SEMAGLUTIDE INJECTIONS INFORMED CONSENT
I give my consent to taking Semaglutide Injections as prescribed by my healthcare provider. Semaglutide is a human-based glucagon-like peptide-1 receptor agonist used to manage chronic weight and diabetes. I have been informed of the correct method of administering semaglutide injections and the dosage. I will not take this medication if I have a history of the following:
* Pregnant or planning to conceive while using this medication
* Personal or family history of Medullary Thyroid Carcinoma (Thyroid Cancer)
* Multiple Endocrine Neoplasia Syndrome Type 2 (MEN2).
* History of pancreatitis, kidney failure/disease, liver failure/disease, or digestive issues.
* Allergic to Semaglutide or other GLP-1 agonist medications (e.g., Adlyxin®, Byetta®, Bydureon®,
Ozempic®, Rybelsus®, Trulicity®, Victoza®, Wegovy®), or you have other undisclosed allergies.
* Diabetic, have retinopathy or take medication to lower blood sugar without consulting your
endocrinologist.
Possible side effects: nausea, diarrhea, vomiting, constipation, abdominal pain, headache, fatigue, dyspepsia, dizziness, abdominal distension, belching, hypoglycemia, flatulence, gastroenteritis, and gastroesophageal reflux disease. Common injection site reactions include itching, burning, and skin thickening (welting). In case of any serious allergic reaction, such as rash, itching, swelling of the face, tongue, or throat and anaphylaxis, seek immediate medical assistance.
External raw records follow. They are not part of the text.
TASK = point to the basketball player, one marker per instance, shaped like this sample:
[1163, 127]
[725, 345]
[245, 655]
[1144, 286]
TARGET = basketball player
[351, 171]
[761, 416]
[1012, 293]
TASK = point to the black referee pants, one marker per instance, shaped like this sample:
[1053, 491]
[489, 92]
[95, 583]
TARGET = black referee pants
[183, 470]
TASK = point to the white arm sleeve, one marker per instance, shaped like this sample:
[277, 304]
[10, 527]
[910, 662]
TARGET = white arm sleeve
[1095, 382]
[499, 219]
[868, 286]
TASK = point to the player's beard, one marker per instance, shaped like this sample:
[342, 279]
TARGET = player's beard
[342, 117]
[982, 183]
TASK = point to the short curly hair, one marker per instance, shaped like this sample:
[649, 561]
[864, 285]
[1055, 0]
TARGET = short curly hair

Possible drug interactions: anti-diabetic agents, particularly Insulin and Sulfonylureas, can lead to an increased risk of hypoglycemia (low blood sugar). Additionally, do not combine with other GLP-1 agonist medicines (i.e., Adlyxin®, Byetta®, Bydureon®, Ozempic®, Rybelsus®, Trulicity®, Victoza®, Wegovy®). Inform your provider of any medications that may lower blood sugar.
I acknowledge that semaglutide is one part of a comprehensive lifestyle approach that includes a healthy diet and exercise, and regular follow-up visits to adjust dosages are necessary.
I acknowledge that I have provided complete and accurate information and understand that it will be used to assess my suitability for any treatment. I understand that it is my responsibility to inform the therapist of any changes to my medical history or skincare routine.
By signing below, I confirm that I have been fully informed of the potential risks, benefits, and complications and I voluntarily agree to taking this medication. I have had the opportunity to ask questions, and all my concerns have been addressed to my satisfaction. I release SLIMCARE SAN ANTONIO MEDICAL WEIGHT LOSS AND WELLNESS from any liability or claims arising from the treatment.